Buy Gravita India Ltd For Target Rs. 2,300 By Emkay Global Financial Services Ltd
GRAV’s Q2 serves less as an earnings event and more as a signaling point in its capital allocation trajectory. The decision to advance lead capacity ahead of diversification projects reflects a disciplined pursuit of return density, prioritizing the business line with the highest margin durability and supplychain control. Equally notable is the recalibrated capex envelope—Rs12.3bn versus Rs15bn previously—to be executed without diluting the FY28 volume ambition of 700kt (vs 334kt in FY25). This is not merely cost rationalization; it is an optimization of capital productivity, implying higher incremental ROIC. With 125kt of phased commissioning through Nov-25 to Jan-26 and proactive scrap accumulation already in motion, the company appears to be pre-solving for scale friction. The strategic question shifts from “if growth materializes” to “how efficiently it compounds from here”. We reiterate BUY and TP of Rs2,300.
Modest Q2 EBITDA beat
GRAV delivered another quarter of steady growth with a modest beat, reporting EBITDA of Rs1.1bn (up 4.8% vs Emkay; up 4.4% vs Consensus; up 10.2% YoY). Notably, the business achieved Lead EBITDA/kg of Rs23.2, which is ahead of the guidance range of Rs19-20. Consol EBITDA margin at 10.8% is on a revenue base of Rs10.3bn, which is in line with market expectations. Other income included hedging gains of Rs98mn, which are essentially part of the core business. Inventories have increased as the company started scrap stockpiling to prepare for upcoming capacity expansion.

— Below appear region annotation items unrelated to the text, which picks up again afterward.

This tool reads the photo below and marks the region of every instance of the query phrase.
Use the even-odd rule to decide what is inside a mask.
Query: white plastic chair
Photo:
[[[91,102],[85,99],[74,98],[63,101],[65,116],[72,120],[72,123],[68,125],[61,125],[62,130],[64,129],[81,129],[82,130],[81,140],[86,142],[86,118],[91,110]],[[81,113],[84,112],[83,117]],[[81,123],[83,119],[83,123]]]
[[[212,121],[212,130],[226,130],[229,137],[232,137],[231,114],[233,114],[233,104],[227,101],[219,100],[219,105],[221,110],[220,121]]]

Key takeaways from conference call
1) Operational: Domestic scrap sourcing rose to 52% from 36%, with volumes subdued by OEM inventory adjustments, while selective overseas scrap processing in India boosted margins. 2) Projects: The Mundra Lead facility will add 30kt in Nov-25 and another 50kt in Jan-26 with 45kt in Jaipur in Dec-25, supported by rapid ramp-up capability. 3) Capex: Capex through FY28 is revised lower to Rs12.3bn from Rs15bn due to a brownfield shift, with FY26 outlay cut to Rs2bn and focus maintained on core metals and new Li-ion and rubber recycling streams. 4) Aluminium: MCX aluminium hedging approvals are in place, and operational launch is awaited. 5) Outlook: H2 is expected to be strong, with Mundra additions and inventory readiness supporting 60-70% utilization by FY27, while the mgmt maintains CAGR target of >25% in volume and 35% in profit.
Lower capex intensity expansion shift to enhance return ratios
The company’s planned 125kt lead capacity expansion in FY26 and, consequently, by >100ktpa in out-years is expected to drive meaningful earnings uplift, supported by a shift toward a realigned capex strategy focused on lower-capex-intensity brownfield projects. Notably, the company is front-loading lead capacity expansion, which is margins-accretive and should enhance ROIC to 24% (21% earlier) as volumes ramp up. Consequently, we revise up FY27-28E EBITDA by 5-6%; retain TP of Rs2,300; BUY.